The Road to Harris: A Tweed Pilgrimage

By David Coggins

2022년 7월 13일

The Road to Harris: A Tweed Pilgrimage

David Coggins makes a pilgrimage to Harris, to immerse himself in the landscape from which the world's finest tweed is born.

Photos by Matthew Hranek.

No fabric fires our imagination like tweed. It’s functional, durable, elegant and singular. From professors to ghillies to dandies, tweed is as versatile as it is beloved. The only substance we feel such a connection to is Scotch. That’s no surprise - they both originate from the same place, and that place is, of course, Scotland. They both also get better with age, and, to keep the comparison going, I have more tweed jackets and bottles of Scotch than I can wear or drink. But that doesn’t keep me from wanting more.

 Last year, I went to Harris to write an article for Condé Nast Traveler. After a flight, a drive and a ferry ride, my friends and I arrived on the Isle of Lewis, and then drove on to Harris. The landscape was striking, vast, lunar even. This is the land that famously features four seasons in a day. A morning hail shower would bring a laugh since it would inevitably be followed by vivid sunshine ten minutes later.
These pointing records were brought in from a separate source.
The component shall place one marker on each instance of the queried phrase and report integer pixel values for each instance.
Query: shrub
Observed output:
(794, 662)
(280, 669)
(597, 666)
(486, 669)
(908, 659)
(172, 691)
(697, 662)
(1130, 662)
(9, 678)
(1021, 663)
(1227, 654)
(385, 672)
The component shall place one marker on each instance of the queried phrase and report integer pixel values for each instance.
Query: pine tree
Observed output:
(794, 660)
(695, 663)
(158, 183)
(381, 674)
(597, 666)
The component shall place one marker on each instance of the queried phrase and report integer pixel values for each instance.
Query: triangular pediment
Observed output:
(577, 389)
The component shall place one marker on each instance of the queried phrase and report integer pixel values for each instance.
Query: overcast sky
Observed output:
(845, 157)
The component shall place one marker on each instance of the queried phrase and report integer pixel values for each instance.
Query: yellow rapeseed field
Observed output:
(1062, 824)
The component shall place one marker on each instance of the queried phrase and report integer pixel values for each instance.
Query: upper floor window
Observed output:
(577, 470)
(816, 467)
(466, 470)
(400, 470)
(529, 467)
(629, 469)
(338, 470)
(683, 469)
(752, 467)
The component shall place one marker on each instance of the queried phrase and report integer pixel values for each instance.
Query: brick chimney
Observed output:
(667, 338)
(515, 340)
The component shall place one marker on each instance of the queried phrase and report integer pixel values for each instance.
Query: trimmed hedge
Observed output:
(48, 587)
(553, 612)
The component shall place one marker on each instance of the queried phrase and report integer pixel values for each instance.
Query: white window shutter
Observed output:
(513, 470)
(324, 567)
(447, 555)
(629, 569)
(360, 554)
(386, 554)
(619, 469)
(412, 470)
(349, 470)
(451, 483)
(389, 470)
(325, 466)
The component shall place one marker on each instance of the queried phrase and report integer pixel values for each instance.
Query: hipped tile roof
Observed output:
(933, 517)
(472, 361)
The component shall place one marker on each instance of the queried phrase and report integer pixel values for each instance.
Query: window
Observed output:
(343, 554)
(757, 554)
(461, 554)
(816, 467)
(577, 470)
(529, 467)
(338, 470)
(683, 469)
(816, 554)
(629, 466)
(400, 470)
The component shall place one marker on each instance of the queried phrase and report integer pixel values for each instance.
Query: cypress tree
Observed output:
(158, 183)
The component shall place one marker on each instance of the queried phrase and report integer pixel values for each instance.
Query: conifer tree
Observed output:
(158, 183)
Producing Harris tweed is a closely regulated process. One of three local finishing houses buys wool from sheep in England or Scotland. That’s spun into thread, which is delivered to a weaver at his home, with a card that explains what pattern the tweed will be. This weaver (usually a man) has a loom in a building next to his house, about the size of a small garage. He might have a window looking out on the landscape, or a radio playing in the corner. This is where he spends most of his time.

 After tying around 1600 knots (1600!) to connect the thread to a decades-old loom, he’s ready to weave. The loom is powered by his feet - when he’s working it looks like he’s riding a bicycle. Most of the sheds are unheated, so the exercise of pedalling keeps him warm. The weavers we met knew one another and visited for a cup of tea, or if somebody needed help repairing his loom.

 It takes about a week (40-50 hours) to make a 50-yard bolt of fabric. This is serious work. Then the finishing houses send a truck around to the sheds to pick up the bolts. But the process still has a long way to go. Each finishing house has to approve the bolt. They wash each bolt of tweed, which softens it, then they stretch it across a light table and inspect it for any imperfections. This work is often done by local women and they are very precise with their darning and repairs. When the tweed is approved it is affixed with the recognizable Harris Tweed label and distributed worldwide.

 Aside from the process, which is entirely carried out by residents of Harris, it’s amazing just how much tweed feels like it belongs to this place. The colours from the tweed we all love - burnt brown, heather green, pale wheat, and the rest - are present in the landscape itself. The palette is literally all around you, which of course is why the fabric was originally developed for those who wanted to hunt and blend into the surroundings. Before there was camo there was tweed.

 Tweed that does not go through this specific process cannot be deemed Harris tweed. But there is plenty of wonderful tweed woven at independent sheds that is perfectly lovely. We went up a dirt driveway to visit a man who had woven for one of the finishing houses for years, and now sold privately. He casually unrolled a bolt of green and brown houndstooth and cut it with his big scissors as if he was a butcher measuring out the right amount of steak. It was terrific.

 Another highlight was paging through the old books of tweed swatches at the finishing houses. You could see endless varieties of bold patterns and still-vivid colors, with their names all meticulously entered into immense books. Those tweeds were made into jackets that seemed nearly bullet-proof. They were terrific for their time and I have some old ones I cherish. But tweed jackets today are even more to my taste. They are made with a little less structure, so they’re at home inside as well as out. With an oxford shirt, cords and a knit tie you’re in business, ready for a dram wherever they’re pouring.